Bij het kiezen van een ander garen is het belangrijk dat de stekenverhouding hetzelfde blijft. De afmetingen van het uiteindelijke werk zijn dan hetzelfde als aangegeven in de tekening bij het patroon. Het is makkelijker om dezelfde stekenverhouding te krijgen als u garen gebruikt uit dezelfde garengroep. Het is ook mogelijk om meerdere draden van een dunner garen te gebruiken om de stekenverhouding van een dikker garen te krijgen. Probeer onze garenvervanger. We raden u aan om altijd een proeflapje te maken.
LET OP: als u een ander garen neemt, kan het kledingstuk een andere 'look en feel' krijgen dan het kledingstuk op de foto, vanwege individuele eigenschappen en kwaliteiten van elk garen.
Bekijk de DROPS les: Kan ik een ander garen gebruiken dan staat aangegeven in het patroon?
Wat zijn de garengroepen?
Al onze garens zijn ondergebracht in garengroepen (van A tot F) volgens dikte en stekenverhouding – groep A bevat de dunste garens en groep F de dikste. Dit maakt het makkelijker voor u om alternatieve garens te vinden voor onze patronen, indien u graag ander garen wilt gebruiken. Alle garens binnen dezelfde groep hebben ongeveer eenzelfde stekenverhouding en kunnen elkaar vervangen. Het is wel zo dat verschillende garenkwaliteiten verschillende structuren en eigenschappen hebben, wat het uiteindelijke werkstuk een unieke 'look en feel' geeft.

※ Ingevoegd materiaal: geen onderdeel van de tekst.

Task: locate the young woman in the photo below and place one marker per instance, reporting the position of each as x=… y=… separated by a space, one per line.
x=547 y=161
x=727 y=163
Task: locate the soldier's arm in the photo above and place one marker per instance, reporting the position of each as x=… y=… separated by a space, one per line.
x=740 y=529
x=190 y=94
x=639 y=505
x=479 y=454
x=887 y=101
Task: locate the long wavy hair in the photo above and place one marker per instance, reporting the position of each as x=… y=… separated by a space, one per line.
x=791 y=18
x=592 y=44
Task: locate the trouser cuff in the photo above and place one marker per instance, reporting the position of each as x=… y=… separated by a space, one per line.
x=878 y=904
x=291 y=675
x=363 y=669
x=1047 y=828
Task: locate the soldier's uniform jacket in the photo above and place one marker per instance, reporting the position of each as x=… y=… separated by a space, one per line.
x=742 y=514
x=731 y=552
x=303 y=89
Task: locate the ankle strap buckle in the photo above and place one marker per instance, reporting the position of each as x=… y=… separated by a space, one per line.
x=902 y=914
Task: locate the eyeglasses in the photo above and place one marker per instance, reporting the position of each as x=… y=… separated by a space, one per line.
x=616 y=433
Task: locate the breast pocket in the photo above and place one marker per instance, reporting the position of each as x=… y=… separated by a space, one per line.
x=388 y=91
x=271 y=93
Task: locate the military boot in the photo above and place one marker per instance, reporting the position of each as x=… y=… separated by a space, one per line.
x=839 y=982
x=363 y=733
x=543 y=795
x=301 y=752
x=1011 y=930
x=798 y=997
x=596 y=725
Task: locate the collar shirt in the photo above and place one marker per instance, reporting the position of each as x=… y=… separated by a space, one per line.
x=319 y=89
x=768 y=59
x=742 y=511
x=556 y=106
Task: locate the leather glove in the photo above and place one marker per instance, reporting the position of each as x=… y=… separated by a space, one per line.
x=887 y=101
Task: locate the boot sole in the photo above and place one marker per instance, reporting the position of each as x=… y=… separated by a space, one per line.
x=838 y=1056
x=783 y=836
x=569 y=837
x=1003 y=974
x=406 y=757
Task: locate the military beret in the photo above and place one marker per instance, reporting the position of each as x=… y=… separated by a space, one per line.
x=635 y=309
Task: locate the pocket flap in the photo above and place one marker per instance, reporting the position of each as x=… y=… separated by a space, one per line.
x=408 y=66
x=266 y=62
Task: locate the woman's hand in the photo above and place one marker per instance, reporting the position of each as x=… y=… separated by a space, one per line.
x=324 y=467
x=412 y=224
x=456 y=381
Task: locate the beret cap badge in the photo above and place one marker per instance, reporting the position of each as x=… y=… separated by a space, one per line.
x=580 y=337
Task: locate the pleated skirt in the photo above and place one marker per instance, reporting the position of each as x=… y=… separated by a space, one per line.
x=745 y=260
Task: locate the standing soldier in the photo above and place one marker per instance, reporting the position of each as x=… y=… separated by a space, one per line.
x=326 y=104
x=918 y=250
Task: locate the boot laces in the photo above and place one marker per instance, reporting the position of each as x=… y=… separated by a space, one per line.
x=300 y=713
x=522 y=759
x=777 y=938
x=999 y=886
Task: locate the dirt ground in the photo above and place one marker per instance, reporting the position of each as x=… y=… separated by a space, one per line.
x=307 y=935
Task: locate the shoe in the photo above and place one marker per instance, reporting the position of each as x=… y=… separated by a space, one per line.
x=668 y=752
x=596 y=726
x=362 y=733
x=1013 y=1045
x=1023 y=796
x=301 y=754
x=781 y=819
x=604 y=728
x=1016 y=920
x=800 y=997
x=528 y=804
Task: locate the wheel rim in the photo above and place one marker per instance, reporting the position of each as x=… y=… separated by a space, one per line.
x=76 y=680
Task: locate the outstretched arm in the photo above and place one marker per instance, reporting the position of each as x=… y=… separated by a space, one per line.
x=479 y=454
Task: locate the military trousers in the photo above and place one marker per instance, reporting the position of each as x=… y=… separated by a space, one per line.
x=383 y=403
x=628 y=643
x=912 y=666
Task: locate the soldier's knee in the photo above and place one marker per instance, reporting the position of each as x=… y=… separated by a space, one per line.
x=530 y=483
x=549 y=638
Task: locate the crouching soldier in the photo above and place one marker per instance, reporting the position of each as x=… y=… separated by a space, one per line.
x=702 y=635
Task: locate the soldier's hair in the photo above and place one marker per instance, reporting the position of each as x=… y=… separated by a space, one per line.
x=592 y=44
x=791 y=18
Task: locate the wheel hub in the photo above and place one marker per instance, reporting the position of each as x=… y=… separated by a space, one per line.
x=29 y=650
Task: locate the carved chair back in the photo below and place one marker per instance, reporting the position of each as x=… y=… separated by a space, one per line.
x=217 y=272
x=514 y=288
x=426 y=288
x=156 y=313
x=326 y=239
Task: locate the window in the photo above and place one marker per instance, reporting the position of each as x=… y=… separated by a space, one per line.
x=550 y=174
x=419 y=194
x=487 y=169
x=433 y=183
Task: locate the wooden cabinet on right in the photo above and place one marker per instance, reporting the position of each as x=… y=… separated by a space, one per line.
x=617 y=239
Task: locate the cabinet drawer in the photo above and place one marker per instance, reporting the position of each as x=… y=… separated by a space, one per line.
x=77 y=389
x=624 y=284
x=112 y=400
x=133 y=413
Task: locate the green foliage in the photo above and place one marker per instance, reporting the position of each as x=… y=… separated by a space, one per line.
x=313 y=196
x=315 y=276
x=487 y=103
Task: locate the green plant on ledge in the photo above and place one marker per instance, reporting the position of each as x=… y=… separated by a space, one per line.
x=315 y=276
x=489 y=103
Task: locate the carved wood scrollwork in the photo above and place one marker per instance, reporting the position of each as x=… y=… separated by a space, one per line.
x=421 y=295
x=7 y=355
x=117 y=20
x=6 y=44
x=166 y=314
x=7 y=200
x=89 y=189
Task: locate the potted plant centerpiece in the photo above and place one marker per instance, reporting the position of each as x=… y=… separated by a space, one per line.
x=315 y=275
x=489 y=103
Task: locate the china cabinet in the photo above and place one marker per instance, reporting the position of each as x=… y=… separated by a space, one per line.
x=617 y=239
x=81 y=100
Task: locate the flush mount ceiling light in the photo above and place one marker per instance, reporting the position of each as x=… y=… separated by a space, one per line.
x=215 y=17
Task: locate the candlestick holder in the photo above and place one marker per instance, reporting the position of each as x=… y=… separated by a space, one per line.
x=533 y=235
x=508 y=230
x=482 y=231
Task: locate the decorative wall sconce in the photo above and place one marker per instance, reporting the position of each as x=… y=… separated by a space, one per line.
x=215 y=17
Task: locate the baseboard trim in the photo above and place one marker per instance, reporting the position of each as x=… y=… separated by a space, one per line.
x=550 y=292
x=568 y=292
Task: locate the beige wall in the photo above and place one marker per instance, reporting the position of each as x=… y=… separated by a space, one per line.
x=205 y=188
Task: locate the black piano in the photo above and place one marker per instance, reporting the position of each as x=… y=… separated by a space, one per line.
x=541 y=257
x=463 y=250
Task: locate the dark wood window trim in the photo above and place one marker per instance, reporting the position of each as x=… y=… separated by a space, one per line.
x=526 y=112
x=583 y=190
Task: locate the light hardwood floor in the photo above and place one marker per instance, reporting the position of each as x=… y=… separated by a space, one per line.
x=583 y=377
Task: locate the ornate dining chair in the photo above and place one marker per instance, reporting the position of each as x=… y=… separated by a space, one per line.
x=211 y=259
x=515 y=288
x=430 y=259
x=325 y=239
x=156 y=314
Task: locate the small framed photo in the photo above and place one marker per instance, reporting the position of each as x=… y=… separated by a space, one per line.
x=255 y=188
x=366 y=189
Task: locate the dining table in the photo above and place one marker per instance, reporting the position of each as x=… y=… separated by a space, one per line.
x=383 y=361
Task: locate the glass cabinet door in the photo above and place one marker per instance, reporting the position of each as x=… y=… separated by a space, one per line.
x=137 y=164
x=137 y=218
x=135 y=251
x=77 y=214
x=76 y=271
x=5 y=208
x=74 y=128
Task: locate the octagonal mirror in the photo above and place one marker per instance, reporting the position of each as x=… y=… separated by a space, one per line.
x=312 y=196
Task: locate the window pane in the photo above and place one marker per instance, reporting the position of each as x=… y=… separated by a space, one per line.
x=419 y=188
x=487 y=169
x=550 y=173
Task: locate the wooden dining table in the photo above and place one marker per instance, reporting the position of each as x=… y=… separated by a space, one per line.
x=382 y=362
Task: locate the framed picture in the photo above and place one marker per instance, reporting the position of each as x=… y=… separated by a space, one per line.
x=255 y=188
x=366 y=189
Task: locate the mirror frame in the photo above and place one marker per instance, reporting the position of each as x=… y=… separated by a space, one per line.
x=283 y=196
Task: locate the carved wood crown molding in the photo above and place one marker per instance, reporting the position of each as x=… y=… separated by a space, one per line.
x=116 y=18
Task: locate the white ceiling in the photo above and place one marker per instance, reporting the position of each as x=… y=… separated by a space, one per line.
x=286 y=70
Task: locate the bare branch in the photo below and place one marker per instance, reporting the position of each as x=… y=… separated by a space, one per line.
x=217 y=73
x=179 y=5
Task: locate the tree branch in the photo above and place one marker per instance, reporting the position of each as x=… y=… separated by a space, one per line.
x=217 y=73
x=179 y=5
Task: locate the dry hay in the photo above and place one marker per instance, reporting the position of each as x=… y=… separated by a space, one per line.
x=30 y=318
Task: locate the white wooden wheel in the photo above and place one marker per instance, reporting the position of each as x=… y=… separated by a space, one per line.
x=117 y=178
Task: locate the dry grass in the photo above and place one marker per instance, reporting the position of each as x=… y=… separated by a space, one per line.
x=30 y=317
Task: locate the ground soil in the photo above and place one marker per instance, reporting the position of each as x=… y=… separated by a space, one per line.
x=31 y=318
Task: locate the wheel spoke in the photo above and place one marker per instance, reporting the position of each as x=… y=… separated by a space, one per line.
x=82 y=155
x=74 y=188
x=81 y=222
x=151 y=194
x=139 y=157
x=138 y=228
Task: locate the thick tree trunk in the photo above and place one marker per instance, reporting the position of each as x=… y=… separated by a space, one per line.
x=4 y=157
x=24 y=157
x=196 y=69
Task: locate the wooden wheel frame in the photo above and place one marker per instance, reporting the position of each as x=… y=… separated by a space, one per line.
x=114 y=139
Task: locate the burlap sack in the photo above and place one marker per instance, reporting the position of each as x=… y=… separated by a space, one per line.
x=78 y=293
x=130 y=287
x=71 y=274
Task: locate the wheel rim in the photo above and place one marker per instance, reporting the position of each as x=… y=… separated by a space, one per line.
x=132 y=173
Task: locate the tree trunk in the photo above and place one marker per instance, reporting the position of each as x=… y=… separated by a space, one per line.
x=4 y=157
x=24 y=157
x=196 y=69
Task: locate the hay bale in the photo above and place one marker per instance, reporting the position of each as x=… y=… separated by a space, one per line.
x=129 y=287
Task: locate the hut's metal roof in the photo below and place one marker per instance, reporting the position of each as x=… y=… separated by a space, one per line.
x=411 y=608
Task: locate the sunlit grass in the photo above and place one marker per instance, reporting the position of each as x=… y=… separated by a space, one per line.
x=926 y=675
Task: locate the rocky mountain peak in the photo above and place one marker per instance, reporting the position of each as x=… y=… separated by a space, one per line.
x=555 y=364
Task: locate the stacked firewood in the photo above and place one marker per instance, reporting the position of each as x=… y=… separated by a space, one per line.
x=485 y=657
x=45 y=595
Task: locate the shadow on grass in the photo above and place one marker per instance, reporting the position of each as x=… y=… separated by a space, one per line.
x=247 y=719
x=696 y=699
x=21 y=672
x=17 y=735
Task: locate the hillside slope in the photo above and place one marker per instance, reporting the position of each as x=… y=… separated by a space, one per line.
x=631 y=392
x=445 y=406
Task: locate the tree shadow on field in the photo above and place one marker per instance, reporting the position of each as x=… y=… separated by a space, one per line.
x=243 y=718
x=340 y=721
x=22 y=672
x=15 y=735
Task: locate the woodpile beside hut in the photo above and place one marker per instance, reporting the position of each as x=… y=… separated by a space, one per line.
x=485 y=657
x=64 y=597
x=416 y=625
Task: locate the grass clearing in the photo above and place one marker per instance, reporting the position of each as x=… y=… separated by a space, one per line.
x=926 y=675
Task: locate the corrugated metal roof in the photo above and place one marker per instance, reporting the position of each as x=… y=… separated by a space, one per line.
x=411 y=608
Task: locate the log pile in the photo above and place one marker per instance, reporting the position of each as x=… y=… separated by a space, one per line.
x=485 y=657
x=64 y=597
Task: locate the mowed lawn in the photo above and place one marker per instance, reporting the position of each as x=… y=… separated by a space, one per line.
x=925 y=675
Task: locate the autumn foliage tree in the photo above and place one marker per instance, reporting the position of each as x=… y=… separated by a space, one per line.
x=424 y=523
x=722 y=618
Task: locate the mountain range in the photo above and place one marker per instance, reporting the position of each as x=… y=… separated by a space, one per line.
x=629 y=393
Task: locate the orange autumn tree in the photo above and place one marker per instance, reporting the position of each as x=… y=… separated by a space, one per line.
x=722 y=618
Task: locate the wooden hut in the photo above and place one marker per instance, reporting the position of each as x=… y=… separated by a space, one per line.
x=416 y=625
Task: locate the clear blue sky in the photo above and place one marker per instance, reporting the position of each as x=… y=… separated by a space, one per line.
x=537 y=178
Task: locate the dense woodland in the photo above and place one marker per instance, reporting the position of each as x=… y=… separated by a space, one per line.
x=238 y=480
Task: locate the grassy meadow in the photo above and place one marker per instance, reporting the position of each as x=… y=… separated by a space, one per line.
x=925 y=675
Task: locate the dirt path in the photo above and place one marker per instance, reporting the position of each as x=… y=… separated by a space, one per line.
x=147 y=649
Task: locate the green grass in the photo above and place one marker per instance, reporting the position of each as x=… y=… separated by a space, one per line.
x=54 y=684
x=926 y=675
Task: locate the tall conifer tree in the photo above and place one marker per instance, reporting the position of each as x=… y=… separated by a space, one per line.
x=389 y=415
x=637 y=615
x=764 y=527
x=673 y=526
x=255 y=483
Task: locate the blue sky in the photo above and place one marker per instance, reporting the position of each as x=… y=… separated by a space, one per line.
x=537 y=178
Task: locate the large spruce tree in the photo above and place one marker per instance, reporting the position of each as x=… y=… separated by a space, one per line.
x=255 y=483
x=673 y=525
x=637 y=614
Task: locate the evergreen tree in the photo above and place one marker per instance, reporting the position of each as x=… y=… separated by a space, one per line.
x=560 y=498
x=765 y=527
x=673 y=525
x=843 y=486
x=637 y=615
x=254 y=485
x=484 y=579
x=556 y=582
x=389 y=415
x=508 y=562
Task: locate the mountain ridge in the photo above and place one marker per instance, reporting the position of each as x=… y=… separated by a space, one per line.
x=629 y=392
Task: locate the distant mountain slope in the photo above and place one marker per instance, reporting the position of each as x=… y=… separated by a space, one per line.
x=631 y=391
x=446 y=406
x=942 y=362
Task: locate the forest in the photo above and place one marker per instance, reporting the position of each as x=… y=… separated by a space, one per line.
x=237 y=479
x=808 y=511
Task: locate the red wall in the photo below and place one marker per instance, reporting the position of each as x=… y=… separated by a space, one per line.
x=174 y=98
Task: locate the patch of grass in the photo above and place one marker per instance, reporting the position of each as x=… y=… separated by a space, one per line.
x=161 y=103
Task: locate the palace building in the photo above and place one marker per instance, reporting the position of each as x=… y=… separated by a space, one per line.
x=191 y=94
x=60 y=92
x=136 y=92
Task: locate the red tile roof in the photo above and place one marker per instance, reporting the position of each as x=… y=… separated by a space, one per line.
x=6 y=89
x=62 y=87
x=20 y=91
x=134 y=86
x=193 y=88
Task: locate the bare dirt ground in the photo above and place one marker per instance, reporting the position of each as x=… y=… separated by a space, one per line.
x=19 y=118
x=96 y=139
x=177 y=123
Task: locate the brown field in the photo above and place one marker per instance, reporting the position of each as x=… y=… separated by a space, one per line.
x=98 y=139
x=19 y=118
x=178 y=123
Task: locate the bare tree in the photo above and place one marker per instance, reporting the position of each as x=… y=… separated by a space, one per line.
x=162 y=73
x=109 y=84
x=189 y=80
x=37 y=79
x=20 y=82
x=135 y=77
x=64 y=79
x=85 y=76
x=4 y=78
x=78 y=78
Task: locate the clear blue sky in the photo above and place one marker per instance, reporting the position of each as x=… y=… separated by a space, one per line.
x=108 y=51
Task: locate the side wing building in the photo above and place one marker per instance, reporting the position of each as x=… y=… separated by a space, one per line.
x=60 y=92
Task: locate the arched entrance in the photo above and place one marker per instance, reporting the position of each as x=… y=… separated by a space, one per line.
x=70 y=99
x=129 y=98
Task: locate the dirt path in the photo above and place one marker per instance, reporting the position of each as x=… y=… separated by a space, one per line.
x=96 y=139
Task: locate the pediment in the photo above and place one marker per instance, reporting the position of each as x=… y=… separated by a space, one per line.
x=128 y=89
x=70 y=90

Klik hier voor een overzicht van de garens in elke garengroep
Hoe gebruik ik de garenvervanger?
Bovenaan al onze patronen vindt u een link naar onze garenvervanger, welke handig kan zijn als u een ander garen wilt gebruiken dan staat aangegeven in het patroon. Door het garen in te vullen dat u wilt vervangen, de hoeveelheid (in uw maat) en het aantal draden, stelt de vervanger geschikte alternatieven voor met dezelfde stekenverhouding. Daarnaast wordt aangegeven hoeveel u nodig heeft in de nieuwe kwaliteiten en of u met meerdere draden moet werken. De meeste bollen zijn 50 gram (sommige zijn 25 gram of 100 gram).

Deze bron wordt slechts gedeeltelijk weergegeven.